Happy

Director: Roko Belic
Review by Caspar Walsh
Happy is a spirit lifting exploration into the way we think and feel and how our thoughts and actions can make us happy.
There are a growing number of important and affecting documentaries being made about the crises we are in politically, economically and environmentally, but we need more films like Happy to instil a feeling that we can turn this all around. It structures a positive story, with good news upfront and throughout, while keeping an eye on the causes of unhappiness and their remedies.
Rather than using mind-numbing research to illustrate its powerful but simple point, it uses human stories from around the world; from a smiling, poor, wonderfully content rickshaw driver in Calcutta to an amazingly lively 106-year-old woman from Okinawa.

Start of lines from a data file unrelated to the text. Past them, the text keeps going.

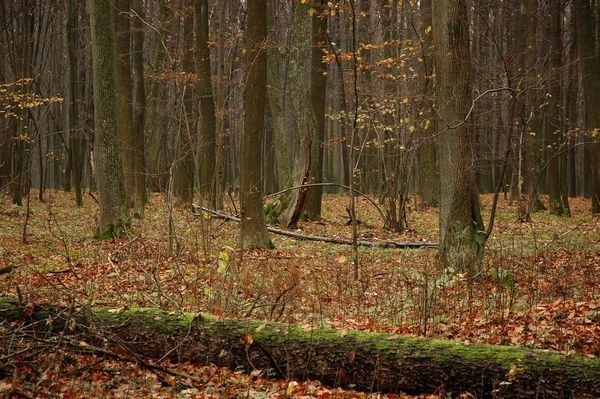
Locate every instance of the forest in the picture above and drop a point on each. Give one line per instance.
(300, 199)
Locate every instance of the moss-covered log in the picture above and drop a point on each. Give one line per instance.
(368, 361)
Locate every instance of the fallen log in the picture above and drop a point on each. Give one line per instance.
(331, 240)
(367, 361)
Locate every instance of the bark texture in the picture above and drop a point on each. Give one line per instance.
(253, 232)
(590, 67)
(367, 361)
(139, 108)
(318, 95)
(208, 124)
(114, 214)
(77, 140)
(461, 226)
(124, 97)
(429, 181)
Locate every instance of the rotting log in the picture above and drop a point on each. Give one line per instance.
(364, 360)
(331, 240)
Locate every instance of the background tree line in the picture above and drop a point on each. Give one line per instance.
(436, 99)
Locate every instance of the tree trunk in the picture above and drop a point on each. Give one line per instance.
(139, 108)
(364, 360)
(76, 137)
(22, 137)
(429, 181)
(253, 232)
(186, 132)
(302, 120)
(461, 226)
(124, 95)
(553, 133)
(208, 127)
(114, 214)
(318, 94)
(590, 61)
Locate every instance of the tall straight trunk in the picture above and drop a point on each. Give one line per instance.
(184, 157)
(124, 95)
(461, 226)
(154, 129)
(139, 108)
(318, 95)
(22, 138)
(429, 182)
(302, 121)
(253, 232)
(208, 126)
(114, 214)
(269, 167)
(552, 130)
(590, 69)
(275, 100)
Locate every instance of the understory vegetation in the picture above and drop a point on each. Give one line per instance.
(539, 286)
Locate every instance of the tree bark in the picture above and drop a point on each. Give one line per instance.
(318, 94)
(461, 226)
(367, 361)
(77, 140)
(124, 96)
(139, 108)
(253, 232)
(429, 181)
(552, 130)
(184, 156)
(302, 121)
(590, 61)
(114, 214)
(208, 126)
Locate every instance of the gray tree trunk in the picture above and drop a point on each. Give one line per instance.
(253, 231)
(590, 67)
(139, 108)
(114, 214)
(77, 140)
(208, 126)
(461, 226)
(124, 96)
(318, 95)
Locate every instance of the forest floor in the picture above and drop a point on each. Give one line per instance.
(539, 287)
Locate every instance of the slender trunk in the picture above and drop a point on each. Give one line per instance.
(429, 182)
(139, 108)
(124, 92)
(590, 60)
(253, 232)
(461, 226)
(318, 95)
(114, 214)
(186, 134)
(208, 127)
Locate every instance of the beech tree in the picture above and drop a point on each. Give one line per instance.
(461, 227)
(114, 213)
(208, 125)
(590, 67)
(253, 232)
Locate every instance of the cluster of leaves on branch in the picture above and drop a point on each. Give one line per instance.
(17, 96)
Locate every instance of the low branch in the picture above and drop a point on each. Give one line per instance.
(332, 240)
(326, 184)
(367, 361)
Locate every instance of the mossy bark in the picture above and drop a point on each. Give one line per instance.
(114, 214)
(208, 125)
(368, 361)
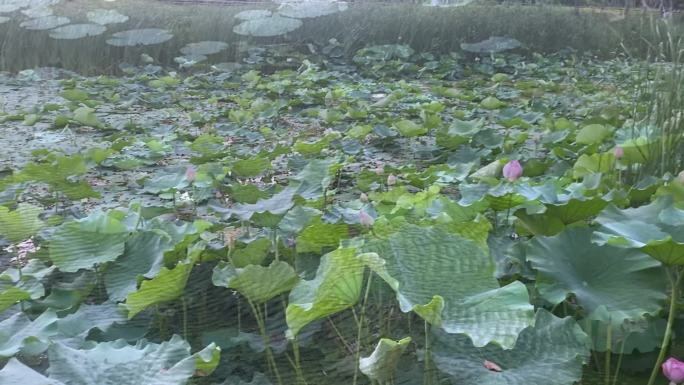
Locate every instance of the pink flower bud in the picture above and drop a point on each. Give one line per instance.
(365, 219)
(673, 369)
(190, 173)
(512, 170)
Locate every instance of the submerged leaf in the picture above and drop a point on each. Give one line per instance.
(421, 263)
(381, 365)
(551, 351)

What each storyteller cites as the root of their life-long happiness isn’t rocket science: community, family, a roof over your head, food in your belly and lots of friends to laugh, cry and celebrate life with. I believe most of us know what happiness is and how to achieve it but it often feels out of reach. One key ingredient conveyed in Happy is in seeing what we already have in our lives and not grasping more of that stuff we don’t really need. As John Ruskin said: “There is no wealth but life.” Happiness can be found in the simplest things by everyone, you just need to know where and how to look. Start here. Smile on.